On production servers running variety of workloads over time, kernel
panic can happen sporadically after days or even months. It is
important to collect as much debug logs as possible to root cause
and fix the problem, that may not be easy to reproduce. Snapshot of
underlying hardware/firmware state (like register dump, firmware
logs, adapter memory, etc.), at the time of kernel panic will be very
helpful while debugging the culprit device driver.

This series of patches add new generic framework that enable device
drivers to collect device specific snapshot of the hardware/firmware
state of the underlying device in the crash recovery kernel. In crash
recovery kernel, the collected logs are added as elf notes to
/proc/vmcore, which is copied by user space scripts for post-analysis.

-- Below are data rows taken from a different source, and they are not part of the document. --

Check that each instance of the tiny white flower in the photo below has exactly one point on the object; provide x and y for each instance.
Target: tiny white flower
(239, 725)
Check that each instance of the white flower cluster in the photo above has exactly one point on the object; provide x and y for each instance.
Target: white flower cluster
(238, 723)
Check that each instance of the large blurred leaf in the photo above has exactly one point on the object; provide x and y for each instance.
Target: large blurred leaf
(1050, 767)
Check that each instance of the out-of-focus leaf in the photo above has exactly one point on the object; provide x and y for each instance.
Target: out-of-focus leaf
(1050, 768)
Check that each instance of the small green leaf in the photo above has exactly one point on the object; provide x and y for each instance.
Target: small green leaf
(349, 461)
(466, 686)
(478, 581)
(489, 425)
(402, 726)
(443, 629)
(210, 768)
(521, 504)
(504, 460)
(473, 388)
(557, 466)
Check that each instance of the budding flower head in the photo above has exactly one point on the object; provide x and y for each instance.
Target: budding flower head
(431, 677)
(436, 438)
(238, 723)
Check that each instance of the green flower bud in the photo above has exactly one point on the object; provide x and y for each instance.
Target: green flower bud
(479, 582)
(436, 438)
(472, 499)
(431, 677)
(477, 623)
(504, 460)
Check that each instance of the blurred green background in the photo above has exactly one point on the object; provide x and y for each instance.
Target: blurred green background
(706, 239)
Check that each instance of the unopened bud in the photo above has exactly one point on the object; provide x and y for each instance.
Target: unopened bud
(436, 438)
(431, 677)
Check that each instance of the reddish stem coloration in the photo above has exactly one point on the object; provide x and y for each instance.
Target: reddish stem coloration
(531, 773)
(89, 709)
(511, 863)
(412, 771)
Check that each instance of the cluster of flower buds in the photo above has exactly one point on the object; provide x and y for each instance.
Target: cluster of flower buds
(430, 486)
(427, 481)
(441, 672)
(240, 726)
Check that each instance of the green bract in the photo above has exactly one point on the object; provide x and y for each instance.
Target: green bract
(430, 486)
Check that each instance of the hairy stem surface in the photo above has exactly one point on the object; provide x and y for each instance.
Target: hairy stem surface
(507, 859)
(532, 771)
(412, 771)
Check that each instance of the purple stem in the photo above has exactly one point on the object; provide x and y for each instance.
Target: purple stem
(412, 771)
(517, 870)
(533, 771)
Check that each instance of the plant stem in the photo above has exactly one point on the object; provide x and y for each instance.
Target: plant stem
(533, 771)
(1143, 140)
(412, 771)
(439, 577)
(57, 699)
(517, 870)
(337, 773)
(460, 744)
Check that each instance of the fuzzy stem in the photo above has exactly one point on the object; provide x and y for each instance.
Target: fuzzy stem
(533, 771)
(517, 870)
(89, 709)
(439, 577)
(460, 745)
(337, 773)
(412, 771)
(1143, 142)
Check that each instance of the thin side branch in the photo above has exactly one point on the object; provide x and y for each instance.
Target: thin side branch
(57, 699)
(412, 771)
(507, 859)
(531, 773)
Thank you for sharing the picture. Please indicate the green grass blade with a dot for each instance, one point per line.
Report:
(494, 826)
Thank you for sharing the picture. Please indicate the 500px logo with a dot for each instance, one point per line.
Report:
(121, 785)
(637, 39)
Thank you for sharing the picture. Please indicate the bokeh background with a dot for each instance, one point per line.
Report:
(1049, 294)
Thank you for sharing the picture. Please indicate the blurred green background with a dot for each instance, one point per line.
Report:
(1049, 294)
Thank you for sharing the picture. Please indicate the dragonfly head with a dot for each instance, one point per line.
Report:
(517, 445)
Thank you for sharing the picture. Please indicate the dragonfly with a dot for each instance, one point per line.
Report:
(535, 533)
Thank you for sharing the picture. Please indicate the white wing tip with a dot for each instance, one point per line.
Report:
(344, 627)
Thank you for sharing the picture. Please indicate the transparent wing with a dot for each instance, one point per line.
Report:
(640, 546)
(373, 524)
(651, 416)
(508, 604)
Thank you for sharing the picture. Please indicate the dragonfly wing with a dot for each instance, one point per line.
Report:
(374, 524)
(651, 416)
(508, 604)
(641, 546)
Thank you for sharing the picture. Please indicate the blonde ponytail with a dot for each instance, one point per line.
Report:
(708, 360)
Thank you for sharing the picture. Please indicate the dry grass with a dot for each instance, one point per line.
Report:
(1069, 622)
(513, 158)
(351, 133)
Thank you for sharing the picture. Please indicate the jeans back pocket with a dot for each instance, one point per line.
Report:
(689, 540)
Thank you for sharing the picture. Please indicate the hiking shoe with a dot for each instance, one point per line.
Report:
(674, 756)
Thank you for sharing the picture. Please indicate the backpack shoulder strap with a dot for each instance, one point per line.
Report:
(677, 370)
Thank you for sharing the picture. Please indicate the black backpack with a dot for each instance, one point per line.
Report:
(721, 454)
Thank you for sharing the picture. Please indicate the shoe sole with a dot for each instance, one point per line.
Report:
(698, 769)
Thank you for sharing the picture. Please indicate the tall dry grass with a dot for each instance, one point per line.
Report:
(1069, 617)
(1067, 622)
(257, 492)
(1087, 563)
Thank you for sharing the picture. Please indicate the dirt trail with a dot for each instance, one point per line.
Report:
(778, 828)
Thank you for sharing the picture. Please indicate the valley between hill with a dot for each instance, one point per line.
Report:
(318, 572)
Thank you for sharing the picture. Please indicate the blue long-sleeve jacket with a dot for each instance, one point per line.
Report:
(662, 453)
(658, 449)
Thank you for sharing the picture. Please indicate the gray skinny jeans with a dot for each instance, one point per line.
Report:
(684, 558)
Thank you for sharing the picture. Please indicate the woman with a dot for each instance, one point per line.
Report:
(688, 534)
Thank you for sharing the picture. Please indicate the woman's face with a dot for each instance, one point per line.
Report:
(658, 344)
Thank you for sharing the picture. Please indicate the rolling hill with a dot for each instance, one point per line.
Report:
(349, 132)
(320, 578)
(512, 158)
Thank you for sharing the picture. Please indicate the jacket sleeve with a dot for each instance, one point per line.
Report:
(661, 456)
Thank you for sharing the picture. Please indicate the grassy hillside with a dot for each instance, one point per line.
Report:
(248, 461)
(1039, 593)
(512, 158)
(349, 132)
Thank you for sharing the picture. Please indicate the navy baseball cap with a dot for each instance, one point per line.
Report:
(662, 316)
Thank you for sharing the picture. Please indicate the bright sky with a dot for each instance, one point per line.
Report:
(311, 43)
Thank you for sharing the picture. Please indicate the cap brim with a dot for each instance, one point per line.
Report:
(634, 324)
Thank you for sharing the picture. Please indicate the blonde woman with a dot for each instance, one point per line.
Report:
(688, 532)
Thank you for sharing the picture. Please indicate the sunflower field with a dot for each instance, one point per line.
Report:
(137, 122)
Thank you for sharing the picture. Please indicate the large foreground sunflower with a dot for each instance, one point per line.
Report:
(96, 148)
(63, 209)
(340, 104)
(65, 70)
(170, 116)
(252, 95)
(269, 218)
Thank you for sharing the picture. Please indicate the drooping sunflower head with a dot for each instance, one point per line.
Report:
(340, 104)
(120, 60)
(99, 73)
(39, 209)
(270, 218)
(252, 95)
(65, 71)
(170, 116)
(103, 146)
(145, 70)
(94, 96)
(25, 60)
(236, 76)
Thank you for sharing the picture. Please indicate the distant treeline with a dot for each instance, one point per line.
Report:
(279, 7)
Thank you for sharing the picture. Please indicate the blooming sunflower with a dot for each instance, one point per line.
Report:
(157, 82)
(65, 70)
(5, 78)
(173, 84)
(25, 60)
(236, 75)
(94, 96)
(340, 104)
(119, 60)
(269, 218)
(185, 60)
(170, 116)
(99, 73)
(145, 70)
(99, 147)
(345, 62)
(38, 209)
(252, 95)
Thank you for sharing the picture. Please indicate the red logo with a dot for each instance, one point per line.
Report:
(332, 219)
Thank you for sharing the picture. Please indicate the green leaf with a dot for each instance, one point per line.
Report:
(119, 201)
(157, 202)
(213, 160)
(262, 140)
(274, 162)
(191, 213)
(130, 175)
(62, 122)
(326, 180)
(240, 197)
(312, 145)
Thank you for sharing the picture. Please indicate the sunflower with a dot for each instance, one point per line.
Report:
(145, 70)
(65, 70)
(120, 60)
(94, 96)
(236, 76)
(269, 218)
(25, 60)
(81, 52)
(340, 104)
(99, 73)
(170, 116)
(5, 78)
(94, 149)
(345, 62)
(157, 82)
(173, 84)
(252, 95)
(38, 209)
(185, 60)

The sequence of actions done by device drivers to append their device
specific hardware/firmware logs to /proc/vmcore are as follows:

1. During probe (before hardware is initialized), device drivers
register to the vmcore module (via vmcore_add_device_dump()), with
callback function, along with buffer size and log name needed for
firmware/hardware log collection.

2. vmcore module allocates the buffer with requested size. It adds
an elf note and invokes the device driver's registered callback
function.

3. Device driver collects all hardware/firmware logs into the buffer
and returns control back to vmcore module.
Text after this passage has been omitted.